On average, respondents’ choice of diagnostic tests was affected by all attributes and levels except the possible consequence of lifestyle restrictions. This means that respondents were willing to trade different aspects of diagnostic tests against each other. The specific trade-offs among the attributes are described quantitatively in the following sections.

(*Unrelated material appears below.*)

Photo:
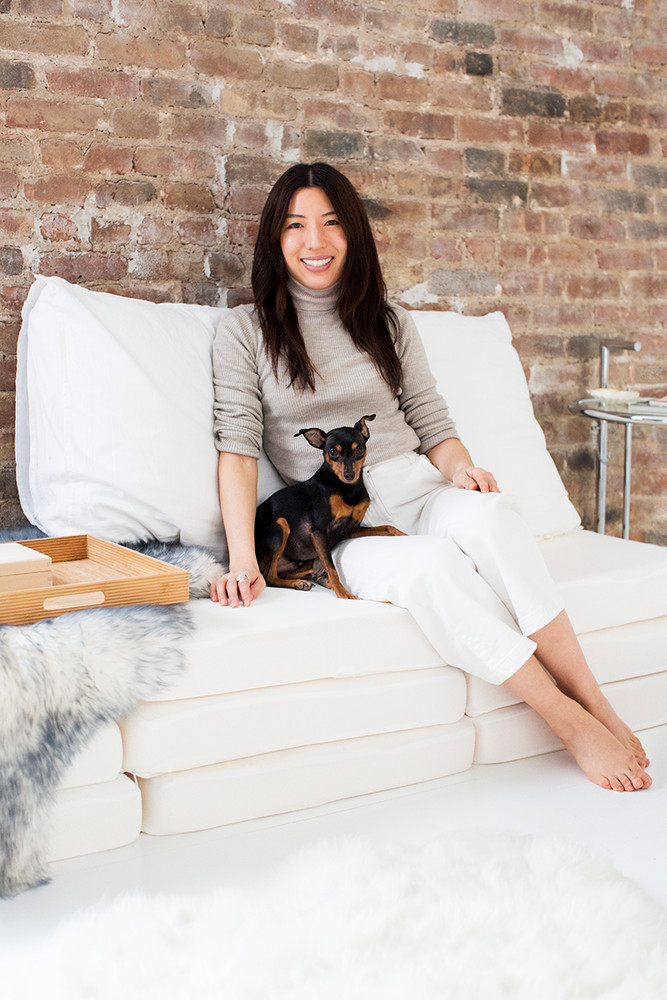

Respondents’ valuation of diagnostic tests
Respondents were, on average, willing to pay $6590 (US$4943) to have ES (Fig. 1), wait 5.2 years for the test results (Fig. 2), or accept a reduction of 3.1% in the chance of receiving a diagnosis (Fig. 3), when ES was compared with operative procedures. Respondents were, on average, willing to pay $4360 (US$3270) for receiving other genetic testing, wait 3.5 years for test results, or accept a reduction of 2.2% in the chance of receiving a diagnosis rather than an operative procedure. For having a series of other tests and procedures, respondents were, on average, willing to pay $3940 (US$2955), wait 3.1 years for test results, or accept a reduction of 1.8% in the chance of receiving a diagnosis rather than an operative procedure. This means that if all other attributes were equal, respondents preferred ES over other genetic testing methods, followed by a series of other tests and procedures, and operative procedures.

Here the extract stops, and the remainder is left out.